Salary Sacrifice Overview

A salary sacrifice arrangement involves an employee giving up part of their salary in exchange for a non-cash benefit. The employees gross salary is then reduced by the amount they agree to sacrifice. This arrangement creates savings for both the employee and employer – the employee benefits from reduced income tax and national insurance liability, and the employer is subject to lower Class 1 NICs.

Salary sacrifice arrangements are voluntary and require agreement from the employee and employer before they can take place. An employee cannot insist upon a sacrifice arrangement and likewise they are not obligated to accept one if their employer suggests it. Salary sacrifice arrangements legally constitute a variation of the contract of employment, and so they must be set up carefully, with both parties agreement.

A salary sacrifice arrangement must not reduce an employee’s earnings below the National Minimum Wage – employers must ensure that procedures are in place to cap salary sacrifice deductions and maintain NMW rates.

OpRA

Since 2017, the Optional Remuneration Arrangement (OpRA) rules need to be considered when implementing a salary sacrifice arrangement. OpRA was introduced by the government to reduce the number of benefits that could be provided by salary sacrifice.
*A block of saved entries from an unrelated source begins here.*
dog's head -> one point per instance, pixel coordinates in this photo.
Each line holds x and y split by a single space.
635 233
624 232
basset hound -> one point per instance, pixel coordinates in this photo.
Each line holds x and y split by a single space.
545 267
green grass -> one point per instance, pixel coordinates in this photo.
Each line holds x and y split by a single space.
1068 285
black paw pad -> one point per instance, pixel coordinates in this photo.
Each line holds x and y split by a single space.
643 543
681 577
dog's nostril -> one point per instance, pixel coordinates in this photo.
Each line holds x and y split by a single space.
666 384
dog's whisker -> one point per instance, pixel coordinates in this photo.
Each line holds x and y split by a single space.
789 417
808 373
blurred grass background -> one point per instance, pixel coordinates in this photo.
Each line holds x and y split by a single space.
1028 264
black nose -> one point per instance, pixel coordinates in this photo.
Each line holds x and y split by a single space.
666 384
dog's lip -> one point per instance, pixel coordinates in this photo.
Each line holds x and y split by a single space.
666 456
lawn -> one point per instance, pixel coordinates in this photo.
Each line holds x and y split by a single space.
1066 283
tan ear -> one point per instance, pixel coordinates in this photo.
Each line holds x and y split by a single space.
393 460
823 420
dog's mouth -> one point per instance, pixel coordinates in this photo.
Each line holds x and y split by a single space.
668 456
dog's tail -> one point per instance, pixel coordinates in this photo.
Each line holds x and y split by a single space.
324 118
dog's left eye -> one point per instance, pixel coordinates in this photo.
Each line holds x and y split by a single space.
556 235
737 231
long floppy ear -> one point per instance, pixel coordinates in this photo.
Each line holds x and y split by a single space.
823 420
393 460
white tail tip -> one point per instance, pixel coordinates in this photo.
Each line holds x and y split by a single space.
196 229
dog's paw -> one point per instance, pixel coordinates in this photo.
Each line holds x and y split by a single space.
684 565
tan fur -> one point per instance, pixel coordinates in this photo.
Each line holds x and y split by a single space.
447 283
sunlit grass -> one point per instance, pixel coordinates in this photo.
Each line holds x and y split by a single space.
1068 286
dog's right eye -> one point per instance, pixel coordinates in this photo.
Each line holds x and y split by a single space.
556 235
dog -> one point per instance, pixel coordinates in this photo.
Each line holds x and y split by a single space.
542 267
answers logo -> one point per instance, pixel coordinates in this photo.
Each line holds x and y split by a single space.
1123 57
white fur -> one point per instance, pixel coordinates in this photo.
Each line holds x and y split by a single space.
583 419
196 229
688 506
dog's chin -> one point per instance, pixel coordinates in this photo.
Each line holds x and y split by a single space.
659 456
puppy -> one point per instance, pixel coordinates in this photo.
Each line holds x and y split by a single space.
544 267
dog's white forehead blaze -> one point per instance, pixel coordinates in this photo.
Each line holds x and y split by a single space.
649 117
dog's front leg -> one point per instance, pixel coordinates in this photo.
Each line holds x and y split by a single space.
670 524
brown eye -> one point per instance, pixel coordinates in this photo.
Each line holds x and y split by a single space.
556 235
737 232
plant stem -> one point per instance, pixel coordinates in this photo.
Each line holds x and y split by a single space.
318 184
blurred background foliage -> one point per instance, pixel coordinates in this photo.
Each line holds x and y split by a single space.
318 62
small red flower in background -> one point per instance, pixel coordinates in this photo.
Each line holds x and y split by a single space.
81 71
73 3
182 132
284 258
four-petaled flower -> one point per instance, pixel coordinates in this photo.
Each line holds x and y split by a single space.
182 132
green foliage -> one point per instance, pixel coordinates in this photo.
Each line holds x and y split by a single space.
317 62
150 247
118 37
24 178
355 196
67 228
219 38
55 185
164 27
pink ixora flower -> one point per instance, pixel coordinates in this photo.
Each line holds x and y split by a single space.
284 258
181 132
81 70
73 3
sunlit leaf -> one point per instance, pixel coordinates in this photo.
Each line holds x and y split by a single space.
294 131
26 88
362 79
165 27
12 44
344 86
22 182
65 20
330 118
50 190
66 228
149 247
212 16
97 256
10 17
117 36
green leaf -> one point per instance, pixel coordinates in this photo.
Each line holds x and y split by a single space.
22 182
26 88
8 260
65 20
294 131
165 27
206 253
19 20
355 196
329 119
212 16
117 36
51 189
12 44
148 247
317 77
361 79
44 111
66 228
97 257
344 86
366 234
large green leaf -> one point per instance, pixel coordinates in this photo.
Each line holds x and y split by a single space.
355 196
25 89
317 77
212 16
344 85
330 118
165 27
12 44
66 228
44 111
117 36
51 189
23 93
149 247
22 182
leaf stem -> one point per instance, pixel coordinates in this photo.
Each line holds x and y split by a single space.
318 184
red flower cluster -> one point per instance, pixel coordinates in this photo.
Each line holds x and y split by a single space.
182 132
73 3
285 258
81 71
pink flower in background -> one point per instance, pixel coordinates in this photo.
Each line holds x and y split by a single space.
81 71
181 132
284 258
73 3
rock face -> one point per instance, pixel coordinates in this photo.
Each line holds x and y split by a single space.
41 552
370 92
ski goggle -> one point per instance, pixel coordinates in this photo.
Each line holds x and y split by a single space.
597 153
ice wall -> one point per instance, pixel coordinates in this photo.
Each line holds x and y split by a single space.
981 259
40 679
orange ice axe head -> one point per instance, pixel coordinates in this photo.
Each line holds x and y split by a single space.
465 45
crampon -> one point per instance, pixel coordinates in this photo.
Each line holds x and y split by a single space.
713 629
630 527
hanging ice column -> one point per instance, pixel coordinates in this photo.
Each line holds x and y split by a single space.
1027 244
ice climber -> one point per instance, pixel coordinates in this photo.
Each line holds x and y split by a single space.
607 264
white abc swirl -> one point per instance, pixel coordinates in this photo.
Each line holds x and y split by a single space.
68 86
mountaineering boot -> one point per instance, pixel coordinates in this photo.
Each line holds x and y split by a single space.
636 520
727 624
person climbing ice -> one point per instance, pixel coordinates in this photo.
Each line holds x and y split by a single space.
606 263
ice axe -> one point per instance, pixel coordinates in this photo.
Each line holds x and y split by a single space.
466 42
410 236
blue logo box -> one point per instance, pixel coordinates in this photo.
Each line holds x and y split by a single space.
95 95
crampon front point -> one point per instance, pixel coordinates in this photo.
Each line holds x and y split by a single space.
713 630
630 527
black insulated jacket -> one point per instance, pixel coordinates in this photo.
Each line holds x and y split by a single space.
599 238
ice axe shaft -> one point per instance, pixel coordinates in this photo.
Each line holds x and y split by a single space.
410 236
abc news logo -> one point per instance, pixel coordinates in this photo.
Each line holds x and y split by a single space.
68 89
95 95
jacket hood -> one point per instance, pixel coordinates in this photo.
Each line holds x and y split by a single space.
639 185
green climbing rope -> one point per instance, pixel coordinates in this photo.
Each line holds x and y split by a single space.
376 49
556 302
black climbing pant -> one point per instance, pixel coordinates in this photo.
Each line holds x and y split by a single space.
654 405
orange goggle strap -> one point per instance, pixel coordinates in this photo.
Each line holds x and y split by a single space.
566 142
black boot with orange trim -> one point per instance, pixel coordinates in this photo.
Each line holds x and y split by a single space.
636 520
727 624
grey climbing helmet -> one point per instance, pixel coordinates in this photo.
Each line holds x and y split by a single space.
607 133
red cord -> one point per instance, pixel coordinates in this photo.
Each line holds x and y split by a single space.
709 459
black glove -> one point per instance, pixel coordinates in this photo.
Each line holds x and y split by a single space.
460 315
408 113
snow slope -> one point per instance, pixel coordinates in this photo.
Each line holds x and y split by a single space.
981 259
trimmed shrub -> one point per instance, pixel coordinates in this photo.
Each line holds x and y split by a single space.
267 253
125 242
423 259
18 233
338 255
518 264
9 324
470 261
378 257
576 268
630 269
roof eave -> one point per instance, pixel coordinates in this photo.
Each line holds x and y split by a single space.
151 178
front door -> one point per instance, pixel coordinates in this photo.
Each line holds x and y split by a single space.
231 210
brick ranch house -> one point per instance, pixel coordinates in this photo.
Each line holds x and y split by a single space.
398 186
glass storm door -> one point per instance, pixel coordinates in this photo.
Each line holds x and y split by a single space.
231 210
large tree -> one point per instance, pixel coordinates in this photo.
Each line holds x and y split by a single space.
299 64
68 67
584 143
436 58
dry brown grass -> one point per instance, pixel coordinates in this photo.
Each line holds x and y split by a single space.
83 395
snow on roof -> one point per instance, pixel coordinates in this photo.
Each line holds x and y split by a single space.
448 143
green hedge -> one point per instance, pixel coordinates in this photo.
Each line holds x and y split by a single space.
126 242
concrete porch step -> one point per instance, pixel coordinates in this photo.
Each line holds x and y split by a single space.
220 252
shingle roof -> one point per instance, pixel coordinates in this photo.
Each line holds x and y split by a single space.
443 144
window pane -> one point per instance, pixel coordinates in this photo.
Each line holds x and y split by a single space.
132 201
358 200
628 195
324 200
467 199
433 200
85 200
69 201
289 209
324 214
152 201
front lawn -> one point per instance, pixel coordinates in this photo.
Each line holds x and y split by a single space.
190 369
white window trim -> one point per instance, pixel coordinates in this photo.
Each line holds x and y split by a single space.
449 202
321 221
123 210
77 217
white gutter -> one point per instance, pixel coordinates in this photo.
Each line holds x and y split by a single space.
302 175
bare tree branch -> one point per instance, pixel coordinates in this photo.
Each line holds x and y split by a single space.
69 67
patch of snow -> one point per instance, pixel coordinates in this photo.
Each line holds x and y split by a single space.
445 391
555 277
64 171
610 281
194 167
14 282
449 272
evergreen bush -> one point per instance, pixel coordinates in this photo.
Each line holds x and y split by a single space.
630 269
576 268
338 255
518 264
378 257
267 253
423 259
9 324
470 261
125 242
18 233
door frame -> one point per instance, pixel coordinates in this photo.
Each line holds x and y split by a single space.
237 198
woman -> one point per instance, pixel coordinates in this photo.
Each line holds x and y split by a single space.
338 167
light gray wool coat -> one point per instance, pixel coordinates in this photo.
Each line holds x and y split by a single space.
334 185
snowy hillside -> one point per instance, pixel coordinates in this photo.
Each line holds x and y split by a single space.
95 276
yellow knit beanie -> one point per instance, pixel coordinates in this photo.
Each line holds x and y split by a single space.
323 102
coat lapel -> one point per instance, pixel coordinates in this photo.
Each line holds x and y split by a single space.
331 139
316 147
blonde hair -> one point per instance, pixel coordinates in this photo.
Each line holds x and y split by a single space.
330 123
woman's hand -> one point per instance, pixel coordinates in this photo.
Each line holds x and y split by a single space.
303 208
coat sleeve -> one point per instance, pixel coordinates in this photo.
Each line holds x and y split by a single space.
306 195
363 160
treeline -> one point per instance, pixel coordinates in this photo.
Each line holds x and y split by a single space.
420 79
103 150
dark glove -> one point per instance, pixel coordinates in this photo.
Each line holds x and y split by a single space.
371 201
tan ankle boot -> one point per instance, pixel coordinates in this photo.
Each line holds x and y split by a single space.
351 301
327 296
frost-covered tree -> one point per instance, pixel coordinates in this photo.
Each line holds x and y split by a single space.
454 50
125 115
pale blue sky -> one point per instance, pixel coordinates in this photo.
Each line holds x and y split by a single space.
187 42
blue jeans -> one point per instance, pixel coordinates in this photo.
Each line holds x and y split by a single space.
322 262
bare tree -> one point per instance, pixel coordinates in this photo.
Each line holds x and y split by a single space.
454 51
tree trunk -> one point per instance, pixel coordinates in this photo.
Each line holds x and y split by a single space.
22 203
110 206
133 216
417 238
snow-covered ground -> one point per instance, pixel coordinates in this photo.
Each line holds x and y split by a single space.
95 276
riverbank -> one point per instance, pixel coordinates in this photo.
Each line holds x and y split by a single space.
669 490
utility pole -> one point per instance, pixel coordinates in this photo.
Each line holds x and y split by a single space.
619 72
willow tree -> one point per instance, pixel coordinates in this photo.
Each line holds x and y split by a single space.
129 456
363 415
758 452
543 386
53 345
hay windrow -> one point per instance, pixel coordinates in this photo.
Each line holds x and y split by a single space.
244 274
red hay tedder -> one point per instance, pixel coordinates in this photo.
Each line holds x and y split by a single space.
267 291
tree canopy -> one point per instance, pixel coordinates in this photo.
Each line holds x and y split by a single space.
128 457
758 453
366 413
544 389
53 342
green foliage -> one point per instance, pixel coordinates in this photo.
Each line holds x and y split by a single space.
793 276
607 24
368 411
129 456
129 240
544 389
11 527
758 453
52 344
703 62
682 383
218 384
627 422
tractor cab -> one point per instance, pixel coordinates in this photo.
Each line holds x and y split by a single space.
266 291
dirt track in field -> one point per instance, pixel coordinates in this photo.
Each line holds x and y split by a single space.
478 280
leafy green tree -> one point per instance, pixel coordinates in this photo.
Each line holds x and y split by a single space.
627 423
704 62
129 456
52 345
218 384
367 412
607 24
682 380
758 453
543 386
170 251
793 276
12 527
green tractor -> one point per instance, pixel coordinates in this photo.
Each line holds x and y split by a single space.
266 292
Under OpRA, there are certain exempt items that you can still deliver under salary sacrifice rules and reduce taxable and NIable pay.

These are:

  • Payments into a pension scheme
  • Childcare vouchers
  • Bicycles
  • Cars with CO2 emissions of less than 75gkm

These exemptions do not need to be valued and do not need to be reported to HMRC.

There are two ways to approach the non-exempt items i.e., the items that fall under OpRA regulations.

  1. Operate them as standard net deduction, meaning the employee no longer benefits from reduced taxable and NIable pay.
  2. Operate the non-exempt items under a salary sacrifice arrangement, but then tax the benefit via whichever method of taxing benefits in kind the organisation uses (P11D’s or Payrolling). If this approach is taken, then either a Type A or Type B arrangement applies.

Type A is where the employee gives up a right to receive earnings in return for a non-cash benefit (traditional SS). The non-cash benefit they receive is subsequently taxed via the P11D/Payrolling process. The amount taxed through this process is the higher of:

  • The salary sacrificed.
  • The amount of the benefit received.

Type B is where the employee chooses to receive a benefit rather than a salary. The most common type of arrangement is choosing between a company car or a car allowance. Where Type B arrangements apply, the employee will be taxed on the higher of:

  • The cash amount the employee would have received
  • The taxable benefit amount determined under the benefit rules.

The higher amount is also subject to Class 1A NIC’s.

Workplace Pension Schemes

In a salary sacrifice arrangement, you agree, with your employer, to ‘give up’ (or ‘sacrifice’) a certain amount of your salary in exchange for payments into your pension.

You and your employer will agree how much you wish to ‘sacrifice’, and your gross pay is reduced by this amount. You will then pay less tax and national insurance on your
reduced earnings. In some cases, this can increase the amount of your take-home pay.